Keywords: Unsupervised Learning, Deep Learning, Generative Modeling, Computer Vision, 3D Shape
TL;DR: Replication of GAN2Shape: an unsupervised 3D extraction method using pre-trained StyleGAN2 models.
Abstract: SCOPE OF REPRODUCIBILITY Pan et al. propose an unsupervised method named GAN2Shape that purportedly is able to recover 3D information stored in the weights of a pre-trained StyleGAN2 model, to produce 3D shapes from 2D images. We aim to reproduce the 3D shape recovery and identify its strengths and weaknesses. METHODOLOGY We re-implement the method proposed by Pan et al. with regards to 3D shape reconstruction, and extend their work. Our extensions include novel prior shapes and two new training techniques.

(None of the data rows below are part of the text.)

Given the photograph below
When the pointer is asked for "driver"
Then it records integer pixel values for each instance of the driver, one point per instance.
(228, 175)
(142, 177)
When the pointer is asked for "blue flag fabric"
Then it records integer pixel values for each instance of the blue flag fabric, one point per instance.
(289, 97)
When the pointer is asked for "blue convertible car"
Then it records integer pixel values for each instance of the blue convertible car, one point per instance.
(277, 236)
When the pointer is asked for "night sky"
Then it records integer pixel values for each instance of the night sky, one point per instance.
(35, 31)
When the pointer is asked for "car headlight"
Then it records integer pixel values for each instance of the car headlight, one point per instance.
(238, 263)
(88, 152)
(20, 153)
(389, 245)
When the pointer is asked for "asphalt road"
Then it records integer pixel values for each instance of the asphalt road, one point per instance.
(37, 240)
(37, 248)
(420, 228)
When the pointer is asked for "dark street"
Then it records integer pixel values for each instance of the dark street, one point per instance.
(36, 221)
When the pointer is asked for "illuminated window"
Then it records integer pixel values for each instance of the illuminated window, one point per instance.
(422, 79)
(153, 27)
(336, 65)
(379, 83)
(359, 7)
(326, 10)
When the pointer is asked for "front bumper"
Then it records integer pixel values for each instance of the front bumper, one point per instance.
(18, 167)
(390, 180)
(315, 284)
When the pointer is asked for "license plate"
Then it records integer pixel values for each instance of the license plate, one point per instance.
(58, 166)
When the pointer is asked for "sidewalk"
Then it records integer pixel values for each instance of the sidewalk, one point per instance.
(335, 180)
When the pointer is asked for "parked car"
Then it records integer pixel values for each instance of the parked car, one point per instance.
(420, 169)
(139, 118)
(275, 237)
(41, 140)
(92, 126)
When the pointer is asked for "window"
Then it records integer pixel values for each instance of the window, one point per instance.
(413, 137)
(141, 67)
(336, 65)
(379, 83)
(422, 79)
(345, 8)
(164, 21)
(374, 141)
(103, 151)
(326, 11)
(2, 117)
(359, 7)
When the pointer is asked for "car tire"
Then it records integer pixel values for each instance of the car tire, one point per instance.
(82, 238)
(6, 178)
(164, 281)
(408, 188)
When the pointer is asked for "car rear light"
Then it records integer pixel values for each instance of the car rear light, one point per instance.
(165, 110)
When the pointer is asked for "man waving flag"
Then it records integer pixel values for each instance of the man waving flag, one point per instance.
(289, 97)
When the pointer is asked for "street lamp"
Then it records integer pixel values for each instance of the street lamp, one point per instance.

Our code is available at https://anonymous.4open.science/r/GAN-2D-to-3D-03EF. While the code-base relating to GAN2Shape was largely rewritten, many external dependencies, which the original authors relied on, had to be imported. The project used 189 GPU hours in total, mostly using a single Nvidia K80, T4 or P100 GPU, and a negligible number of runs on a Nvidia V100 GPU. RESULTS We replicate the results of Pan et al. on a subset of the LSUN Cat, LSUN Car and CelebA datasets and observe varying degrees of success. We perform several experiments and illustrate the successes and shortcomings of the method. Our novel shape priors improve the 3D shape recovery in certain cases where the original shape prior was unsuitable. Our generalized training approach shows initial promise but has to be confirmed with increased computational resources. WHAT WAS EASY? The original code is easily runnable on the correct machine type (Linux operating system and CUDA 9.2 compatible GPU) for the specific datasets used by the authors. WHAT WAS DIFFICULT? Porting the model to a new dataset, problem setting or a different machine type is far from trivial. The poor cohesion of the original code makes interpretation very difficult, and that is why we took care to re-implement many parts of the code using the decoupling principle. The code depends on many external implementations which had to be made runnable, which caused a significant development bottleneck as we developed on Windows machines (contrary to the authors). The exact loss functions and the number of training steps were not properly reported in the original paper, which meant it had to be deduced from their code. Certain calculations required advanced knowledge of light-transport theory, which had no familiarity to us, and had to be mimicked and could not be verified. COMMUNICATION WITH THE ORIGINAL AUTHORS We did not communicate with the original authors.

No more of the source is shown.